This morning I went to lay down a very straightforward thesis: pastors should never learn to translate! Quite simply learning the languages for the purpose of translation is counterproductive. There are many great, clear, and sufficient translations of Scripture. Those who simply learn Greek only for the purpose of providing another translation among many are Wasting Their Time! Why then should prospective ministers subject themselves to the task of learning Hebrew, Greek, and Aramaic? The reason is because it helps in the task of understanding the text. Reading the Bible in the original languages provides a first-hand glimpse at the human words of revelation that God has chosen to use to communicate to these people. Anyone who is able to read these texts in the original languages is able to analyze them without the interference of any secondary interpreter.
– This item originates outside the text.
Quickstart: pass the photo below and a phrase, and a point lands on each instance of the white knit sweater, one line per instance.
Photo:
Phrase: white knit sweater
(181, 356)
In other words, reading in the original languages provides an overall understanding and comprehension of the text in a way that is fresh and personal. You see, the pastor is concerned about how he is going to communicate God's word to God's people and is not primarily concerned about the further establishment and the publication of new translations of the Bible. A translation is a conclusion of a scholar/pastors understanding of a text. In other words, the purpose of a translation is to demonstrate how one understands the meaning of the text.
Does this mean that we should not learn how to translate? Absolutely not! The purpose of translating is not just pushing out a final product. That is just one kind of translation. There actually to other kinds of translating that one should be aware of. The first kind is "whole glimpse" translation. This is the first translation that one will make of the text to the best of his ability. In other words, the translator is not concerned about pushing out finally polished and scholastic prose, rather he is merely concerned to try to get a sense for the whole. This task asks the question: what is this entire text about – what does it basically say? The second kind of translation is what I call "dirty" translation – this is the task of simply making sure that you have translated the whole text and included all of the parts in your translation, even if they don't make sense. Your task is to find everything that which is initially untranslatable. In this task you are looking for all of the points of ambiguity, which you will need to spend more time on in order to understand clearly. These two tasks ideally won't take you that much time – depending on your level of competency. Even if you aren't extremely competent, the point here is not to spend a lot of time on the text! The final translation is your final product – this will take more time to produce. This is the translation that is produced out of all the work that you put into understanding the nuance of every word and the significance of every grammatical piece.
I would conjecture that many students of the languages get to quickly frustrated with themselves when they discover they are unable to push out a highly polished translation in a single act of translation. The problem here is a misunderstanding of the purposes of translating a text and the purpose of understanding the text in the original languages. If one can keep in mind of the larger goal of understanding the text, then one can become comfortable with the rough and dirty translations that must be produced in order to attain a higher goal. Otherwise you'll be wasting your time.